Actie in de Wetstraat: Greenpeace herinnert ministers aan kernuitstap

Persbericht - 14 december, 2017
Actievoerders van Greenpeace zijn vanochtend met een groot spandoek aanwezig aan de Brusselse Wetstraat, waar de ministers zich buigen over de energietoekomst van ons land. Met de boodschap “The End” herinneren we hen eraan dat 2025 het definitieve einde moet worden van kernenergie in België.

Drie jaar lang hebben de federale regering en gewesten gediscussieerd over hun energievisie, en onlangs zijn ze het eindelijk eens geraakt over een belangrijk Energiepact. Hierin wordt de kernuitstap tegen 2025 bevestigd en wordt sterk ingezet op hernieuwbare energie, twee zaken die de milieubeweging toejuicht.

Maar dat is buiten de N-VA gerekend. “De grootste partij wil enkele kerncentrales openhouden na 2025, en probeert het Energiepact alsnog te kelderen. De kracht van verandering geldt blijkbaar niet als het over onze energiebevoorrading gaat”, verklaart Jan Vande Putte, energie-expert bij Greenpeace België.   

Jan Vande Putte heeft een groot probleem met het langer openhouden van enkele kernreactoren. “Zo’n levensduurverlenging blokkeert de transitie naar 100% hernieuwbare energie.

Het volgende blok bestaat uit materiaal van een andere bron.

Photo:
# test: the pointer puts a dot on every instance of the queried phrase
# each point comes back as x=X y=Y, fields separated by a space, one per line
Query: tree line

Paradoxaal genoeg brengt ze de bevoorradingszekerheid in het gedrang, en we dreigen afhankelijk te blijven van onbetrouwbare, verouderde kerncentrales. Daarom vinden we het belangrijk dat de federale regering vandaag vasthoudt aan het Energiepact.”  

Foto's zullen tegen 9u30 beschikbaar zijn via deze link

Tal van stakeholders hebben aangetoond dat we zeer dringend een energietransitie nodig hebben. Ook de recente en druk becommentarieerde studie van Elia toont geen significant economisch voordeel aan voor het langer openhouden van de kerncentrales. [1]

Zelfs premier Michel verklaarde eerder deze week dat het status-quo “op termijn leidt tot een black-out en tot een ongecontroleerde stijging van de facturen voor de gezinnen en de ondernemingen”. Hij kan en moet zijn leiderschap tonen op deze ministerraad.

Nota:
[1] In het Elia-scenario is het prijsverschil slechts 1% voor de huishoudens, een onbeduidend verschil zeker als rekening wordt gehouden met de oplopende kosten voor de levensduurverlenging van onze kerncentrales.